Already a double winner of the William Hill Sports Book of the Year award, can Duncan Hamilton make it a hat-trick with his latest work?

The Yorkshire-based journalist and author, who scooped the award for his books about Brian Clough and Harold Larwood, has already attracted high praise for the quality of his prose in A Last English Summer, published this month by Quercus.

It impressed Mike Atherton, the former England captain now establishing himself as a wordsmith of note in The Times.

While noting that the view of cricket Hamilton conveys in his journey through an English season is ‘unashamedly romantic and sentimental‘ and ‘not necessarily [one] that many would recognise today’, Atherton enjoyed Hamilton’s turn of phrase so much that his review quotes verbatim from a wonderfully accurate and detailed description of a Dominic Cork appeal.

Cork has the body of a 37-year-old man, but the effervescence of a teenager on a night out. Appealing for a catch or an lbw decision is like a long, wounded squawk, as if someone has hit him on the toes with a builder’s mallet. It’s accompanied with stage theatrics. These begin with the acrobatic, gun-turret swivel, so that Cork directly faces the umpire, and is followed by the pleading pop-eyed gaze and outstretched arms, which turn him into human form of the Angel of the North.
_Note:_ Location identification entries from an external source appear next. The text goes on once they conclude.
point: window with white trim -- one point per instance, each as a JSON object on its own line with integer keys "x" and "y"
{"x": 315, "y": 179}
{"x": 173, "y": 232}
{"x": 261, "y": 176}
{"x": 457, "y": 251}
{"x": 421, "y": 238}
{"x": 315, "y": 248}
If these well-oiled, showboating dramatics prove unsuccessful, he looks away to his right and raises his chin slightly in disgust before slinking away, like a spurned, hurt suitor who can’t believe that his heart has been broken when his case and cause are so justified.

‘Read that to anybody who has played with Cork,’ Atherton observes, ‘and they would name their man in a jiffy’.

A Last English Summer, dedicated to his grandfather in memory of English cricket as his forebears knew it, takes Hamilton on a journey around the familiar landscape of the county grounds but also gives him a taste of village and club cricket from leafy Hambledon in Surrey to Accrington of the Lancashire League.